To increase the accuracy of the analyses, we incorporated several of the previously described adjustments that enhance DI measurements into ANDI. The macro features contrast enhancement operations, use of the Particle Remover plugin to remove non-neurite matter from neurite images and non-nuclear matter from images of nuclei, and detection of neurite fragments using size parameters of 5–10,000 for the Analyze Particles plugin. 

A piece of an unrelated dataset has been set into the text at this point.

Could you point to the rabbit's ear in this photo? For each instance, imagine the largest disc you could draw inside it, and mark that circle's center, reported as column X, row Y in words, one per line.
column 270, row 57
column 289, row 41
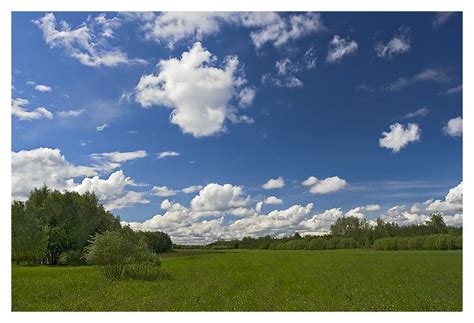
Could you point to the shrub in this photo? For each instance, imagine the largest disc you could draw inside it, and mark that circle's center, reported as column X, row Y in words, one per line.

We hypothesized that, collectively, the use of fluorescence microscopy, contrast enhancement operations, removal of small objects with the particle remover, and optimized parameters for particle detection would contribute to more accurate measurements of neurite degeneration. To test this hypothesis, the phase-contrast images of LUHMES cells exposed to various concentrations of 6-OHDA, generated as described in Figure 2, were analyzed by blind and subjective scoring using a value range between 0.0 and 1.0, with values representing the apparent proportion of fragmented neurite area. We then evaluated the correlation between the subjective scores and DI measurements obtained via the traditional method, as well as the correlation between the subjective scores and DI measurements obtained using the ANDI Macro. 

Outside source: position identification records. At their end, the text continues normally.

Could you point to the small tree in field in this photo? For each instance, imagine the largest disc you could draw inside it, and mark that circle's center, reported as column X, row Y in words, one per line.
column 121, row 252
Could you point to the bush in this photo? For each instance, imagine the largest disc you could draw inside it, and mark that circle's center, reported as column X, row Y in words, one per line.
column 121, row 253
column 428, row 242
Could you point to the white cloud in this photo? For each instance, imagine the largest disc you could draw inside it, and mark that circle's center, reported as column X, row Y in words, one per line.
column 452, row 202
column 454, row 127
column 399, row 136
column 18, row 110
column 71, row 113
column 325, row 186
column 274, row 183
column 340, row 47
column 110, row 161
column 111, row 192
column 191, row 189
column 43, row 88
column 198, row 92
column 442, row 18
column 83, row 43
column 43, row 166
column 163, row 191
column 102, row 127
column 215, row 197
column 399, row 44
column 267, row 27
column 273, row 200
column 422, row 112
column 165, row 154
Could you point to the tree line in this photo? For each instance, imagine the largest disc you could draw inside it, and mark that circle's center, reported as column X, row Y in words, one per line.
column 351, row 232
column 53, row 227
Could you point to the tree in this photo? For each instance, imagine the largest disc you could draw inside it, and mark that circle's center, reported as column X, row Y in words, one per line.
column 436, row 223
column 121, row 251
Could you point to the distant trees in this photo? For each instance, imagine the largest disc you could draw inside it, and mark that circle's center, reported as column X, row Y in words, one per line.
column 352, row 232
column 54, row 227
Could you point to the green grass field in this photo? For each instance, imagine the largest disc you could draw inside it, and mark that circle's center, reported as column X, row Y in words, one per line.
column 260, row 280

While DI measurements obtained using the traditional method correlated with subjective scores (r 2 = 0.7850, p,0.0001; Fig. 5F), the ANDI Macro yielded measurements that correlated much more strongly with subjective ratings (r 2 = 0.978, p, 0.0001; Fig. 5G). Direct statistical comparisons revealed that scores obtained via the ANDI Macro correlated significantly stronger with subjective ratings than do scores obtained via the traditional method (z = 6.626, p, 0.0001; Fig. 5F, G). Further analyses revealed that the macro facilitates the performance of DI measurements with robust and significant improvement in time efficiency. DI analyses performed using the ANDI Macro required an average time of 12.75 s per image analyzed, compared with an average time of 5.27 min per image analyzed via the traditional method [Friedman x2 (1) = 9, p = 0.0027]. Altogether, these results indicate that ANDI yields rapid generation of DI measurements that, compared with scores obtained via the traditional method, more closely approximate the degeneration that investigators perceive from qualitative analysis of neurite images.

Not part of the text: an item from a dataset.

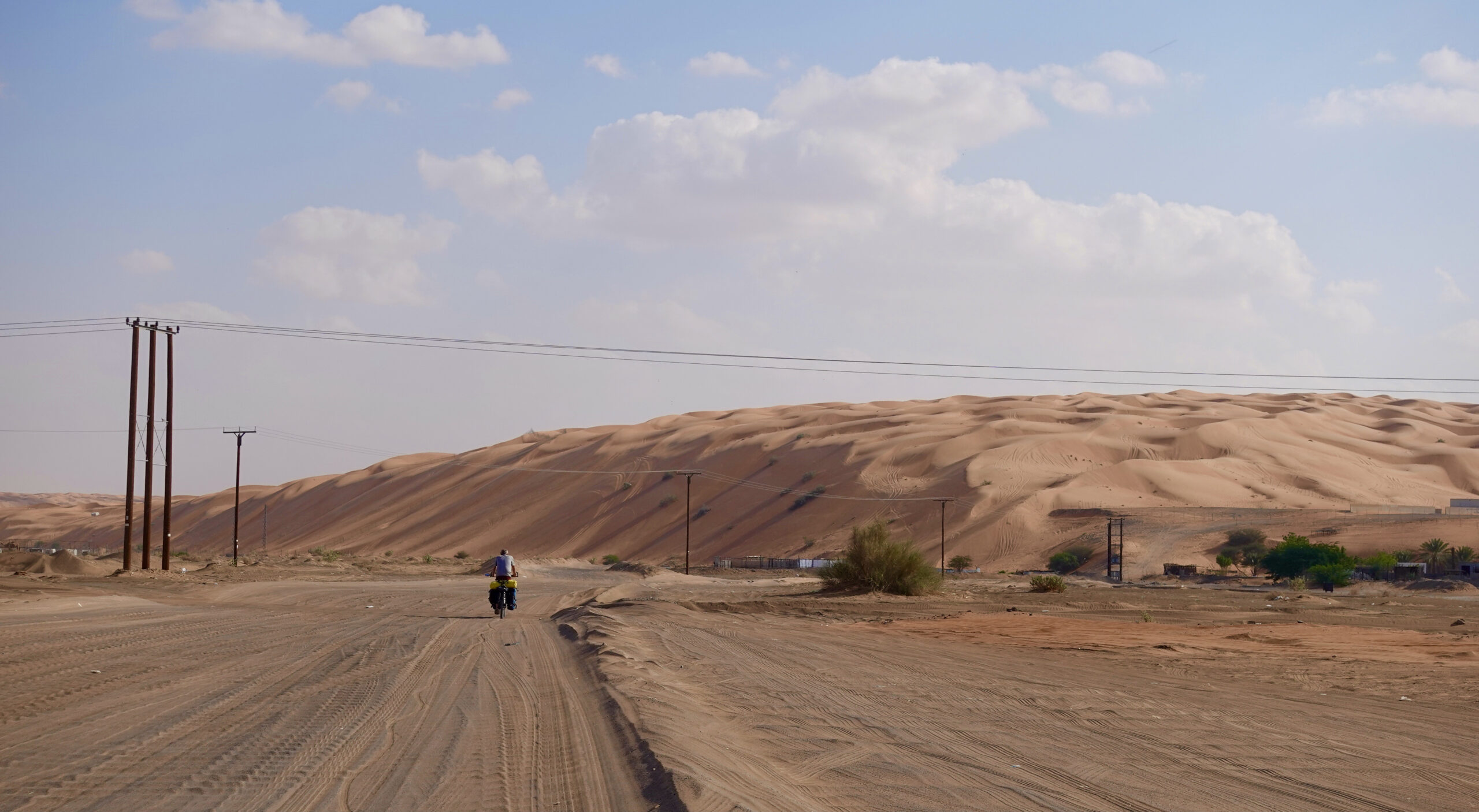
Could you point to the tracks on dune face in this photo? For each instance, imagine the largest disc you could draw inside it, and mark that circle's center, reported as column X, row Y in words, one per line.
column 308, row 700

After determining the accuracy and efficiency of the ANDI Macro for measuring neurite degeneration in differentiated LUHMES cells exposed to 6-OHDA, we evaluated the suitability of the macro for experiments involving other cell culture models. A pilot study was first conducted to assess the accuracy of ANDI in performing DI measurements using micrographs of primary sympathetic cultures immunolabeled for b III-tubulin and DAPI. Interestingly, however, the cell bodies of sympathetic neurons are larger than those of differentiated LUHMES cells, and thus the operations in ANDI related to automated soma removal did not remove the entirety of the soma (data not shown). 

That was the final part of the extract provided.